In regard to our patient’s progressive vestibular dysfunction (mild balance problems, hearing reduction, and loss of visual focus during movement), it was first thought to be related to a prior episode of neuronitis diagnosed one year ago. However, due to his acute worsening of symptoms five days before admission, it was concluded that our patient’s symptoms were most likely in response to elevated tobramycin levels. Similar acute vestibular side effects from TIS have been reported in prior case reports, with most formal research focusing on IV aminoglycosides effects [14]. Limited research has been performed documenting the prevalence of vestibular dysfunction in TIS. In a case report from 2004, it was documented that a female with chronic renal failure (creatinine 9.2 mg/dL) on hemodialysis with a chronic Pseudomonas aeruginosa infection who was receiving TIS was reported to develop reversible vestibular toxicity with associated dizziness, ataxia, and oscillopsia. Her documented tobramycin level was 19.2 μg/mL, which trended down to 9.8 μg/mL two days later withholding of TIS [24]. Our case presents similar findings as this report, and it helps to suggest our patient’s vestibular symptoms were connected to his AKI and elevated tobramycin levels. These findings go against previously supported conclusions that nebulized tobramycin does not cause ototoxic or vestibular injury [25]. The presence of new or worsening vestibular symptoms in the setting of TIS usage can be potentially used as a screening measure to assess for medication toxicity.

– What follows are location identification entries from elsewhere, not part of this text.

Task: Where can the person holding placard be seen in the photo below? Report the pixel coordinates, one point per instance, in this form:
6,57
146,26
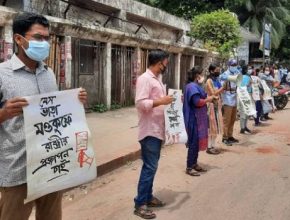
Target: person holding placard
229,98
269,81
195,119
150,100
214,87
257,94
246,82
25,74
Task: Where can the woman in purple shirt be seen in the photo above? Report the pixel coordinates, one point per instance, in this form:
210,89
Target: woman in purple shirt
196,119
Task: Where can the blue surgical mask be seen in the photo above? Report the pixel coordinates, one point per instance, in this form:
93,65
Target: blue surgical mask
233,69
37,50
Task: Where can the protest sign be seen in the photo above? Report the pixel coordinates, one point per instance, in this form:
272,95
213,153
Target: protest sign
245,101
267,91
58,143
256,91
174,122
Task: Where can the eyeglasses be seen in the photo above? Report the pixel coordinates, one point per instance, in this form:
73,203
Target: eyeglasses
40,37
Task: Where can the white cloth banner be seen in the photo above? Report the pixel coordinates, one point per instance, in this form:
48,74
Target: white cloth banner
175,132
267,91
245,100
58,143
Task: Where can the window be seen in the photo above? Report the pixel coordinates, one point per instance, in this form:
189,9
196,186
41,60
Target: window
87,56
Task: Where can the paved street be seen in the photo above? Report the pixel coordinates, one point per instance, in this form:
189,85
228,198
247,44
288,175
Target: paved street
249,181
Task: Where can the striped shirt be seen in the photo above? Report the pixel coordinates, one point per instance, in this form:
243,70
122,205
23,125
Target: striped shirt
17,80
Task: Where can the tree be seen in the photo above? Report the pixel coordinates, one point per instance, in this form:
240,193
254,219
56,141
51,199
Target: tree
219,30
253,13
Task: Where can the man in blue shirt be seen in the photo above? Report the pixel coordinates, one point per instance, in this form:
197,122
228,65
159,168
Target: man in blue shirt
229,98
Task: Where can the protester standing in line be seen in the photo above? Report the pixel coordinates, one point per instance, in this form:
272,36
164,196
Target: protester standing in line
269,79
24,75
229,98
195,119
256,82
214,88
150,100
246,82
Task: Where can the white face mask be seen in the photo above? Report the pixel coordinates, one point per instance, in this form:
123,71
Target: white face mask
201,80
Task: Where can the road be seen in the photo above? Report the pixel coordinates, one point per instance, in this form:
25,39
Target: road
249,181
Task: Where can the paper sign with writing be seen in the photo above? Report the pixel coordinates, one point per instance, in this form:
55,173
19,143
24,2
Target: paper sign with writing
58,143
267,91
245,101
256,91
174,123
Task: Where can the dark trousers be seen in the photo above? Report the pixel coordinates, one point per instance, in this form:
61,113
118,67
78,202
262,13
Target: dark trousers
150,151
259,109
192,156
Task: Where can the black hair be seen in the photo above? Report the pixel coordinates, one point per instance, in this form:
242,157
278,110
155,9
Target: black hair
193,73
244,69
212,67
23,22
156,56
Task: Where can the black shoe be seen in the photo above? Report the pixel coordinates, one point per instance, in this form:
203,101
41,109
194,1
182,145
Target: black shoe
248,130
212,151
227,142
268,118
233,140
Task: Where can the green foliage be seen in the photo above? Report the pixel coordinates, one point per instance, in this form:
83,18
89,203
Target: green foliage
219,30
101,108
253,13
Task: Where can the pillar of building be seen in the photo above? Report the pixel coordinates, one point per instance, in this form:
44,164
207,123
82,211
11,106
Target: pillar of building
192,61
8,42
108,74
177,71
68,62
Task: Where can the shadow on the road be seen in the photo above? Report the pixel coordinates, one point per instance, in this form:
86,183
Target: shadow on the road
229,150
174,200
247,143
208,167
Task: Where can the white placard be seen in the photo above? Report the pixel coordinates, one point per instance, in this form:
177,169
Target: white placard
246,101
256,91
267,91
175,132
58,143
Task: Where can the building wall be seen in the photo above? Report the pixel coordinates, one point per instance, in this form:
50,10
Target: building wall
109,72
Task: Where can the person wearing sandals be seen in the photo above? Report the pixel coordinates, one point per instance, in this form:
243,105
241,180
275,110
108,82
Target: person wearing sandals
214,88
195,119
150,100
229,98
246,82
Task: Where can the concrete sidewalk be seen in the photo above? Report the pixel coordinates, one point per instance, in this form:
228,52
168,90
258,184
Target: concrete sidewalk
114,136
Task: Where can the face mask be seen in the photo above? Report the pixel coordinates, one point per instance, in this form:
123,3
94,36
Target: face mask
37,50
216,74
201,80
233,69
162,71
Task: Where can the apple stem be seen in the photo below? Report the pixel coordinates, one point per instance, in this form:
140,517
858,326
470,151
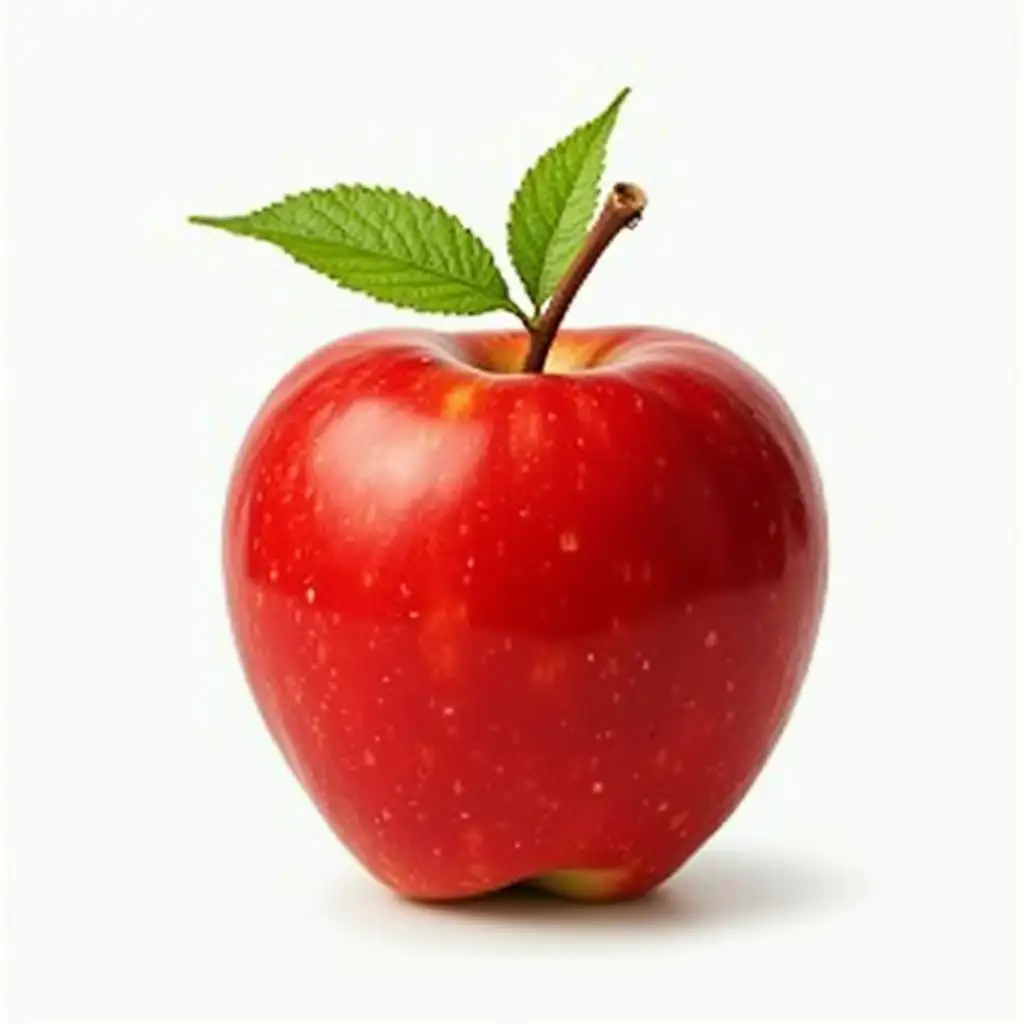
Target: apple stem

The information presented in our case documents important and relevant information on potential rare side effects for nebulized tobramycin that have only been anecdotally reported previously. Our case presents a unique account of tobramycin toxicity in a patient who is not acutely ill and has tolerated TIS for over two years without previous systemic side effects. Based on the WHO-UMC and Naranjo Probability Scale, our reported adverse drug reaction (ADR) receives a score of “9” with an associated causality as “Definite” [26]. This scoring suggests our ADR (elevation in creatinine) has a plausible time relationship with the nebulization of tobramycin. Additionally, reported withdrawal of the medication showed a plausible improvement in serum creatinine levels, concluding this event was a definitive pharmacologic phenomenon. These findings are critical to report to help aid clinicians when evaluating and treating similarly presenting patients with cystic fibrosis.

4. Conclusions

This case illustrates the potential for TIS to cause acute kidney injury and raises clinical awareness of the importance of monitoring nebulized antibiotic treatments in the face of advancing age and potential renal toxicity in a patient with baseline CKD. This case supports the benefit of obtaining tobramycin serum levels when evaluating patients on chronic daily suppressive nebulized tobramycin treatments, especially when presenting with acute or chronic renal dysfunction, elevated creatinine, and reduced GFR. Adjustments to daily dosing, regular monitoring of tobramycin serum levels, or discontinuation of treatment should be made to prevent permanent renal damage.